While software engineering research has made great progress over the decades, the unavailability of data has long been a major limitation. Open source software (OSS) makes large quantities of data available, creating the promise of using modern quantitative techniques on very large data sets to understand how to create better software and improve productivity. However, the data exists in different formats, has many errors and omissions, is located in millions of repositories around the world, and requires extensive processing to render it in a form researchers can use. The planning grant aims to develop the requirements for creating World of Code (WoC), an infrastructure for enhancing software engineering research, and to build a research community centered around massive data gathered from all open source repositories around the world. This planning process will ensure that WoC, if realized, will enable researchers to easily access all open source data, resolve issues of replication, avoid drawing samples that are not representative, and reduce the risk of inappropriate conclusions based on erroneous data. The planning grant will establish a Steering Committee and an Advisory Board to guide the development and evolution of the resource in a way that provides the greatest value to the community of researchers. Hackathons will give both experienced and novice researchers an opportunity to learn how to use WoC's prototype capabilities, add to the tooling, and concretely express the desires and priorities of the research community WoC seeks to serve.

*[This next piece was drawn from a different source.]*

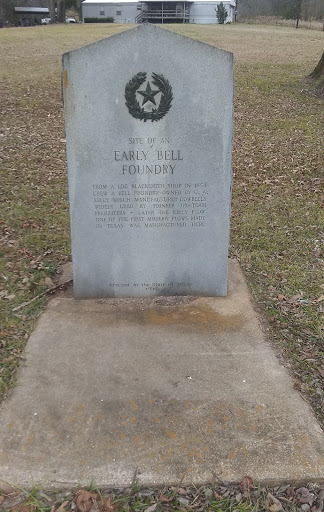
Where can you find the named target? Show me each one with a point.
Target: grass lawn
(277, 207)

Resources needed to mine and maintain data on the entire OSS code base and version histories far exceed what individual research groups can accomplish in the scope of conventional hypothesis-driven research. The pressing need to investigate the entirety of OSS will be addressed by creating requirements and building a community for an infrastructure that should contain: 1) A complete, rapidly updated source code data for the entirety of OSS; 2) Tooling for data correction, augmentation, and curation essential for such data: e.g., identity disambiguation and extraction of dependencies; 3) Services supporting research tasks that rely on the entirety of the collection; 4) A self-governing community of researchers, developers, and companies who maintain, enhance, and operate this infrastructure. To elicit the precise requirements for this OSS-wide infrastructure a wide audience of software researchers will be engaged.
This award reflects NSF's statutory mission and has been deemed worthy of support through evaluation using the Foundation's intellectual merit and broader impacts review criteria.